Very brief had been her glory; very
deep was her disgrace.
What was she to do? Carry her child away before they could take him from
her--secure him to herself somehow. If it were to be done at all, it must
be done quickly; and who had she to help her in this hour of desperate
need.
She looked at Jane Target, who was standing by the dressing-table dusting
the gold-topped scent-bottles and innumerable prettinesses scattered
there--the costly trifles with which women who are not really happy strive
to create for themselves a factitious kind of happiness. The girl was
lingering over her work, loth to leave her mistress unless actually
dismissed.
Jane Target, Clarissa remembered her a flaxen-haired cottage girl, with an
honest freckled face and a calico-bonnet; a girl who was always swinging on
five-barred gates, or overturning a baby brother out of a primitive wooden
cart--surely this girl was faithful, and would help her in her extremity.

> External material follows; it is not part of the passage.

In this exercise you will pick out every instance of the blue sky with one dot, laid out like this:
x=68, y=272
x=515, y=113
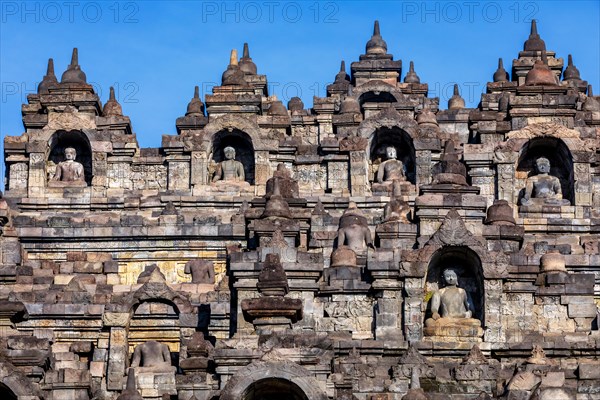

In all the world, there was no other creature to whom she could appeal.
"Jane," she said at last, stopping before the girl and looking at her with
earnest questioning eyes, "I think I can trust you." "Indeed you can,
ma'am," answered Jane, throwing down her feather dusting-brush to clasp her
hands impetuously. "There's nothing in this world I would not do to prove
myself true to you."
"I am in great trouble, Jane."
"I know that, ma'am," the girl answered frankly.